As, when the jar is broken, the space in it becomes clear space, so, when the disguises melt away, the Eternal stands as the Eternal and the Self.
As milk poured in milk, oil in oil, water in water, becomes perfectly one, so the sage who knows the Self becomes one with the Self.
Thus reaching bodiless purity, mere Being, partless, the being of the Eternal, the sage returns to this world no more.
He whose forms born of unwisdom are burnt up by knowledge of oneness with the everlasting Self, since he has become the Eternal, how could he, being the Eternal, come to birth again?

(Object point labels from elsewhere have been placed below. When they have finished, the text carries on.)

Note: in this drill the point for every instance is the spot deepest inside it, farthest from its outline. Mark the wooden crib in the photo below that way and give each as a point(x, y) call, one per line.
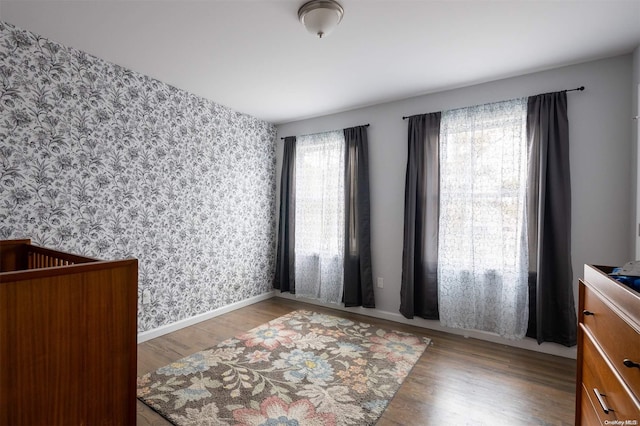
point(68, 327)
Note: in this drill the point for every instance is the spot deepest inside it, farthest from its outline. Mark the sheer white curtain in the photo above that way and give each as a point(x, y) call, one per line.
point(483, 253)
point(319, 240)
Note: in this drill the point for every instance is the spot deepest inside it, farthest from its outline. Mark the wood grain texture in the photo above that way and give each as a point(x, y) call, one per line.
point(456, 381)
point(68, 344)
point(608, 334)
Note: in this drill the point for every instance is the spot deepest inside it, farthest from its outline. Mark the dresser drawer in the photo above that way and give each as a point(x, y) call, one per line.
point(616, 338)
point(598, 377)
point(589, 415)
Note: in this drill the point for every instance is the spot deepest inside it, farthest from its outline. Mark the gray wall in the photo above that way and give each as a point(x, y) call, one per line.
point(600, 163)
point(635, 137)
point(99, 160)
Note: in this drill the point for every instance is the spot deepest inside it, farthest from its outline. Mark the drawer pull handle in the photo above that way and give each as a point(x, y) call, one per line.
point(630, 364)
point(601, 401)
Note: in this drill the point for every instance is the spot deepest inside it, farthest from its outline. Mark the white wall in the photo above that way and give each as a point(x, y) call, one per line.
point(600, 166)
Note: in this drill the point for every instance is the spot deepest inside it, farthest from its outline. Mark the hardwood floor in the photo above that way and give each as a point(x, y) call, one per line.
point(458, 380)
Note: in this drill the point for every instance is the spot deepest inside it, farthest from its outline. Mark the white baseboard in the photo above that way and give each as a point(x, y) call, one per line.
point(166, 329)
point(526, 343)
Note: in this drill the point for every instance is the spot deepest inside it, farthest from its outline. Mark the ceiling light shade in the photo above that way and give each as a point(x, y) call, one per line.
point(320, 17)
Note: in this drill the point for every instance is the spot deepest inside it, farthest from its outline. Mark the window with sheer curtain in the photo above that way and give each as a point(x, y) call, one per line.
point(482, 248)
point(319, 216)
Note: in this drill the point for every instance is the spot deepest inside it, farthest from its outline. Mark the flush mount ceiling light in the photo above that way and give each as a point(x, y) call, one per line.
point(320, 17)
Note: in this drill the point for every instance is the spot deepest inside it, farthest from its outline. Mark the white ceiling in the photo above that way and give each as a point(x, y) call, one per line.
point(255, 57)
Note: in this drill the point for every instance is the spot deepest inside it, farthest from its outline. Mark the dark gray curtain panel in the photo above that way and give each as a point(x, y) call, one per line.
point(358, 280)
point(419, 290)
point(284, 279)
point(552, 315)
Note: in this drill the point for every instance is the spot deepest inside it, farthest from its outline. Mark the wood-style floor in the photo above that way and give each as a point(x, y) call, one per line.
point(458, 380)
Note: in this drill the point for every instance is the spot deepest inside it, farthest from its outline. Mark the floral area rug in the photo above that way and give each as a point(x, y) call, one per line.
point(303, 368)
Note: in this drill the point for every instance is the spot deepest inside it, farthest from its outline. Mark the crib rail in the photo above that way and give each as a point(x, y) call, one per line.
point(40, 257)
point(20, 255)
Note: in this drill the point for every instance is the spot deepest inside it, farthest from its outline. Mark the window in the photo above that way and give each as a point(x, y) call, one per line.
point(319, 216)
point(482, 247)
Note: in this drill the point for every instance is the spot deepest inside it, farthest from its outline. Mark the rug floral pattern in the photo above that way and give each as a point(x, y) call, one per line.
point(303, 368)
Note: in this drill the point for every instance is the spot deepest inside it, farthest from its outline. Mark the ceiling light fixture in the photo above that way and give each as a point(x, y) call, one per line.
point(320, 17)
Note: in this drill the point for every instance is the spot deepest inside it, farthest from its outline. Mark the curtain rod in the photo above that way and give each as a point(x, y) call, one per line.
point(365, 125)
point(580, 89)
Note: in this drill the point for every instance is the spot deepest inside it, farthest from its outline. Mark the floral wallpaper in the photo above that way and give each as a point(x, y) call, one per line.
point(102, 161)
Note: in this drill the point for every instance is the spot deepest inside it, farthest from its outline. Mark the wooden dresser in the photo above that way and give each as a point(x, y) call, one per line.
point(608, 382)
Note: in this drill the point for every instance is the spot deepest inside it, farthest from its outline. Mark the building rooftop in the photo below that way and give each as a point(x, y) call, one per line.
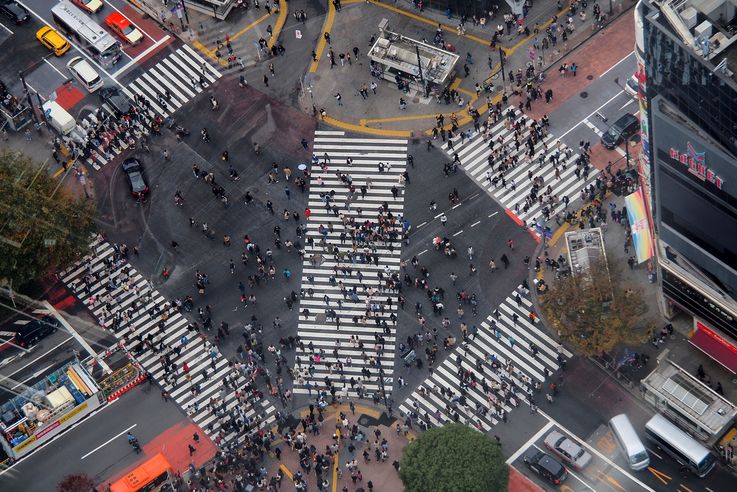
point(690, 397)
point(585, 248)
point(709, 27)
point(400, 52)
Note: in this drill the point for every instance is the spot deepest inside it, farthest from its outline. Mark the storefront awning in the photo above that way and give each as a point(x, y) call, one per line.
point(715, 346)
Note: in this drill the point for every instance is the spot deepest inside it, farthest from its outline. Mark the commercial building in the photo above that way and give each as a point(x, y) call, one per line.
point(687, 58)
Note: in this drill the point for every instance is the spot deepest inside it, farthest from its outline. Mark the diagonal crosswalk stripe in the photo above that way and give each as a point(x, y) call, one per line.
point(531, 185)
point(152, 328)
point(347, 325)
point(502, 365)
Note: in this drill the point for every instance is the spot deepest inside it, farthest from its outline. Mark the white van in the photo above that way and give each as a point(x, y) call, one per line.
point(629, 442)
point(85, 74)
point(58, 118)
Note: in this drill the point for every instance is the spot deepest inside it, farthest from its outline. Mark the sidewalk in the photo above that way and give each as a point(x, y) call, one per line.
point(677, 347)
point(367, 420)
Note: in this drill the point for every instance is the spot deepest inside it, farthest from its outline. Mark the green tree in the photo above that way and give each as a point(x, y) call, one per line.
point(595, 311)
point(76, 483)
point(453, 458)
point(42, 225)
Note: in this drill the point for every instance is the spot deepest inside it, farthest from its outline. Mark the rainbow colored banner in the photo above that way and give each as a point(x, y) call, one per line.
point(639, 226)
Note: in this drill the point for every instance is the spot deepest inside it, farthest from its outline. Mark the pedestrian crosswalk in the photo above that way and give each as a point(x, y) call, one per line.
point(347, 322)
point(514, 191)
point(508, 359)
point(124, 302)
point(167, 85)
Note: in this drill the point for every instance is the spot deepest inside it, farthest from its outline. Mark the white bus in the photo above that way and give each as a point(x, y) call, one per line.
point(629, 442)
point(93, 38)
point(679, 445)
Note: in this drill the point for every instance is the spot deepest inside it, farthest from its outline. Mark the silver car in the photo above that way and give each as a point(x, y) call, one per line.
point(567, 450)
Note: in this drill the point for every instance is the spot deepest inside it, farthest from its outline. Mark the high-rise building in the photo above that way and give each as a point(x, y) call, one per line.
point(687, 58)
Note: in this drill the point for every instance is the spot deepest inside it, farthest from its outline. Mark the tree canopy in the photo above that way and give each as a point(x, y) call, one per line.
point(594, 311)
point(42, 225)
point(76, 483)
point(453, 458)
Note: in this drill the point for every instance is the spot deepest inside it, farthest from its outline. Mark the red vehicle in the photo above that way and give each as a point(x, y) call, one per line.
point(124, 28)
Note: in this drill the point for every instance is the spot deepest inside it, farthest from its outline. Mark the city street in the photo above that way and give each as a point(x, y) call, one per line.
point(295, 245)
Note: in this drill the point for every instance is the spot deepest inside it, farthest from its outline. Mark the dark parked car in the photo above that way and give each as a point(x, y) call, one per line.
point(29, 334)
point(133, 170)
point(547, 467)
point(118, 102)
point(621, 129)
point(14, 12)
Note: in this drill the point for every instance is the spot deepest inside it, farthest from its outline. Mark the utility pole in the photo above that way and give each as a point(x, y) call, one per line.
point(419, 67)
point(28, 96)
point(502, 58)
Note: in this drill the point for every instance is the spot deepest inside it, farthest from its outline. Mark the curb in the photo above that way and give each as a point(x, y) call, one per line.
point(126, 388)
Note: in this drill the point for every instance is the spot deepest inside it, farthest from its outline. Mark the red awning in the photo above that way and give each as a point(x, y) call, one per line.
point(715, 347)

Both bonds and the getting rid of them are works of glamor, and exist not really in the Self; they are like the presence of the imagined serpent and its vanishing, in the rope which really does not change.
Binding and getting rid of bondage have to be spoken of because of. the existence, and yet the unreality, of enveloping by unwisdom. But there is no enveloping of the Eternal; it is not enveloped because nothing besides the Eternal exists to envelop it.
The binding and the getting rid of bondage are both mirages; the deluded attribute the work of thought to
the thing itself; just as they attribute the cloud-born cutting off of vision to the sun; for the unchanging is secondless consciousness, free from every clinging stain.
The belief that bondage of the Real, is, and the belief that it has ceased, are both mere things of thought; not of the everlasting Real.
Therefore these two, glamor-built, bondage and the getting rid of bonds, exist not in the Real; the partless, changeless, peaceful; the unassailable, stainless; for what building-up could there be in the secondless, supreme reality, any more than in clear space?
There is no limiting, nor letting go, no binding nor gaining of success; there is neither the seeker of Freedom, nor the free; this, verily, is the ultimate truth.
(The Crest-Jewel of Wisdom, by Sankaracharya, Verses 575--580)
This secret of secrets supreme, the perfect attainment, the perfection of the Self, has been shown to thee by me today; making thee as my new-born child, freed from the sin of the iron age, all thought of desire gone, making towards Freedom.
Thus hearing the teacher's words and paying him due reverence, he went forth, free from his bondage, with the Master's consent.
And he, the Teacher, his mind bathed in the happy streams of Being, went forth to make the whole world clean, incessantly.
Thus, by this Discourse of Teacher and Pupil, the
character of the Self is taught to those seeking Freedom, that they may be born to the joy of awakening.
Therefore let all those who put away and cast aside every sin of thought, who are sated with this world's joys, whose thoughts are full of peace, who delight in words of wisdom, who rule themselves, who long to be free, draw near to this teaching, which is dedicated to them.
To those who, on the road of birth and death, are sore stricken by the heat that the rays of the sun of pain pour down; who wander through this desert-world, in weariness and longing for water; this well-spring of wisdom, close at hand, is pointed out, to bring them joy--the secondless Eternal. This Teaching of Sankara's bringing Liberation, wins the victory for them.
Thus is ended THE CREST-JEWEL OF WISDOM, made by the ever-blessed SANKARA, pupil at the holy feet of GOVINDA his Teacher, the supreme Swan, the Wanderer of the World.